Enough with Government-Run Health Care in Wisconsin

Despite the clear repudiation in Massachusetts last week of government-run health care schemes, Governor Jim Doyle still shows that his first instinct is to create a new government program rather than look to the private sector for health care solutions.

Doyle is proposing a new health plan to cover Wisconsin’s uninsured. The plan, Badger Care Plus Basic, is in addition to the state’s other health care plans, traditional Badger Care and it’s Core Plan.  The traditional Badger Care Plus and Core Plan health care programs are the state’s versions of the federal Medicaid programs.

The Core Plan covers childless adults up to 200% of the poverty line if they do not qualify for any other federal assistance. The need for a new health care plan became evident when the Core Plan ran out of money and could no longer accept new applicants. Doyle’s new government-run health care plan, Badger Care Plus Basic is supposed to take care of the 20,000 people on the waiting list for the Core Plan which was his new government-run health care plan that followed the first one, the original Badger Care Plus, which actually was an outgrowth of the original, original Badger Care. Got that?

Badger Care Plus Basic is a state-run insurance program that provides very basic health insurance without many of the state’s mandates for a monthly premium of $130 for those that would otherwise have been eligible for the Core Plan. (The state is willing to free itself from its mandates, but will not do the same for private sector companies who would love to offer new products) Badger Care Plus Basic is supposed to be self-funding from the monthly premiums, aside from $1 million in federal funding. It does not offer catastrophic care, but pays for up to 10 physician visits, limited hospitalization, five emergency room visits annually, as well as generic medication and Badger Gold RX discount drug membership.

The plan is not private insurance and does nothing to remove the barriers to private insurance offering plans to Wisconsin’s poorer residents. It is generally understood that the state’s health care mandates drive up the costs of private health insurance. Commenting on the new health insurance mandates for 2010, Phil Dougherty, senior executive officer of the Wisconsin Association of Health Plans, said to the Associated Press, “Every indication is that the mandates have increased costs and cost expectations will be higher for 2010.”

Badger Care Plus Basic also reimburses health care providers at the Medicaid rates. This will mean less health care options for the program recipients, as some providers will avoid participation. It will also mean health care providers will recoup their costs from the private insurance consumer to cover the care of the Badger Care Plus Basic patients.
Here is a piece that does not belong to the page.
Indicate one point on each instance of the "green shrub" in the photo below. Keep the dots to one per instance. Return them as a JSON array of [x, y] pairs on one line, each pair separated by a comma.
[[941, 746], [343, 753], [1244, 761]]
Contrast this approach to the approach of state government in Florida. Under Cover Florida, private insurance providers participate in a program to offer health insurance without many of the state mandates to the poor.

The result is a program where insurance consumers can purchase health insurance from six different providers for as little as $50 a month. Unlike the Wisconsin state-run program, consumers in Florida can choose between catastrophic care and preventative care. Many of the plans for preventative care are, on average, less cost to the consumer than the state of Wisconsin’s state-run plan.

Cover Florida is not without problems. Enrollment in the program has been slow. As of last August, only 3,757 people enrolled. Governor Charlie Crist says it is because the state is not promoting the program (so the program does not cost taxpayers), so many of the potential enrollees are not yet aware of the program. Others point out some Floridians still cannot afford the plans. And for some Floridians, even if they can afford the plans, the insurance offered is not worth the cost to them.

Wisconsin’s Badger Care Plus Basic will also be too expensive for some potential enrollees. Some potential enrollees, too, will decide the monthly premium is not worth it for the little coverage received.

But Badger Care Plus Basic will also have the additional burdens of not offering as many choices as Cover Florida, including the option of catastrophic care. It will also increase costs for the private health insurance consumer at a time when no one can afford higher prices on, well, anything.

Better for the legislature to look to the private sector for a solution than create one more flawed, under-funded state program.